Blogger Jasph said...

Dave, I'm not sure I believe this:

"No other counterculture has created such a diverse alternative music, alternative literature, and so many creative and innovative ways to reach people."

For diversity of alternative music, I'll take the black counterculture and the hippie counterculture, from their respective roots right on up to today. And not just for diversity, but cuz the music's good. I think the only major overlap there would be American gospel, whose roots really aren't an expression of evangelism but a desperate cry for self-preservation. The evangelical strains in folk music--one thread of a much bigger cloth--may be part of what you were thinking of when you wrote that sentence. What else? How'd you get there?
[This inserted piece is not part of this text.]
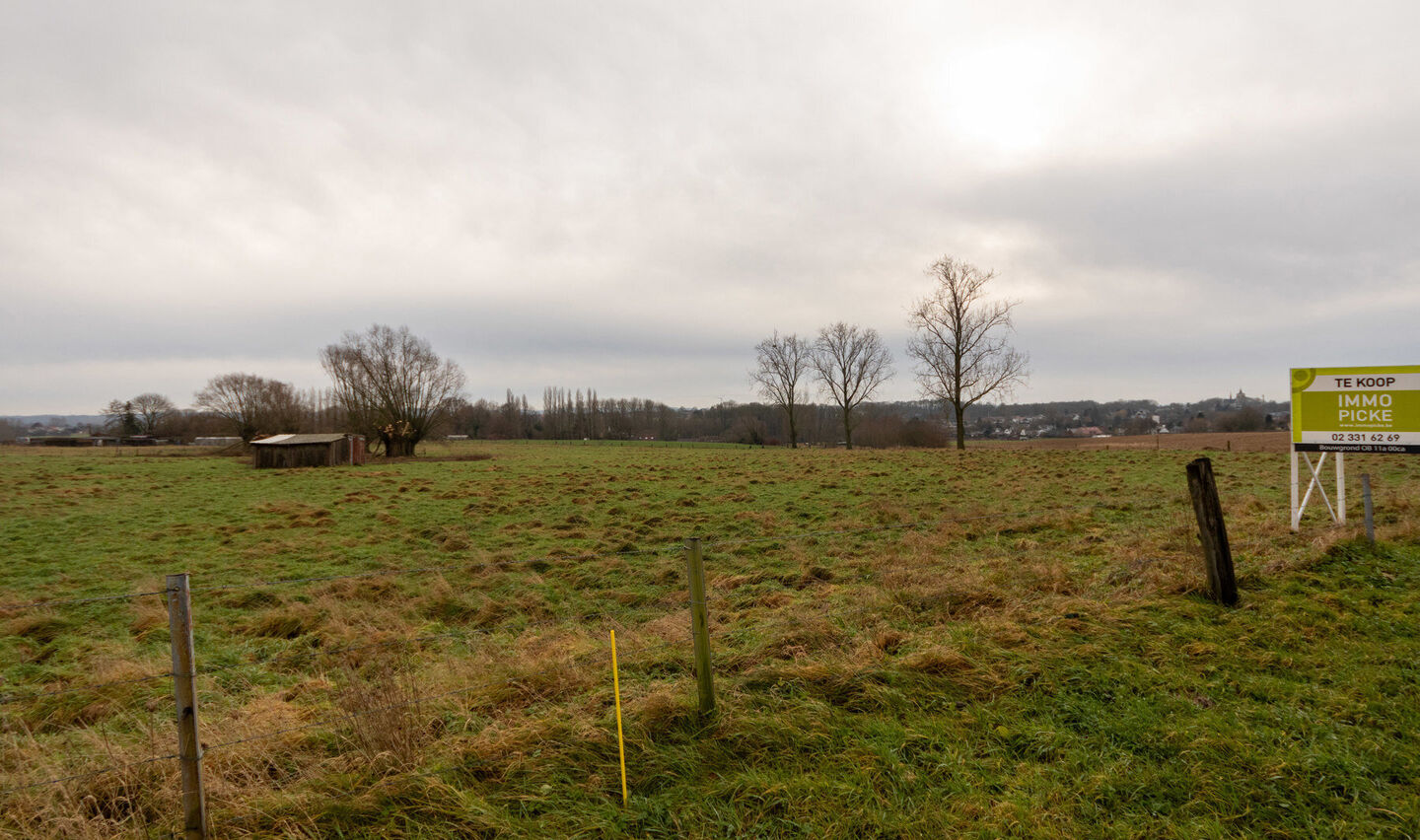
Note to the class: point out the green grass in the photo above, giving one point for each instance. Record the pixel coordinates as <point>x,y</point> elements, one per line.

As to alternative literature... truthfully, I haven't read enough evangelical stuff to know. I just doubt that much of it deserves to be called literature.

Your book looks pretty good, though, even if I don't get that particular passage.

10/15/2007 2:57 PM  
Blogger Cowboy Dave Dickerson said...

Sorry. You're correct. I have an entire section planned about how an evangelical worldview has the unfortunate tendency to destroy art. So it's not successful in the sense of producing good work. But it is definitely vibrant in the sense that people buy it--the "Left Behind" Series, horrifying as it may be as literature (and, for that matter, as eschatology), is the single most popular series ever written. And if you go into a Christian bookstore, you'll find category after category of Christian music--rap, metal, indie, folk--all of it. That's what I was thinking. So I think I should change that to "No RELGIOUS subculture has been so good at penetrating the masses SINCE THE EIGHTIES." Would that go down easier?

10/15/2007 7:06 PM  
Anonymous Anonymous said...

Hi Dave. Look forward to reading your book. You should read Irresistible Revolution by Shane Claiborne. He shares some of your disgust (and mine) for organized religion. It would enrich your book for your to be familiar with the movement he started. Don't cop out and just look at the website. You have to read the book to really get where he's coming from. - Zolla

10/01/2008 12:35 PM  
Blogger bitchphd said...

"It has popularized to the point that many of its unfortunate ideas have been adopted by the culture at large. "

I don't know if you mean, here, "since Reagan," or "because the roots of evangelical Christianity are part of the roots of America" i.e., the shakers, the puritans, etc. Which would be a pretty interesting area to explore, really, but maybe not really the focus of this book. In any case, if it's the former, then some clarity (at least for non-evangelical types) would probably be good, b/c on its surface, the idea that evangelical Christianity has influenced all other religions seems overstated. Politically, these days, yes; theologically?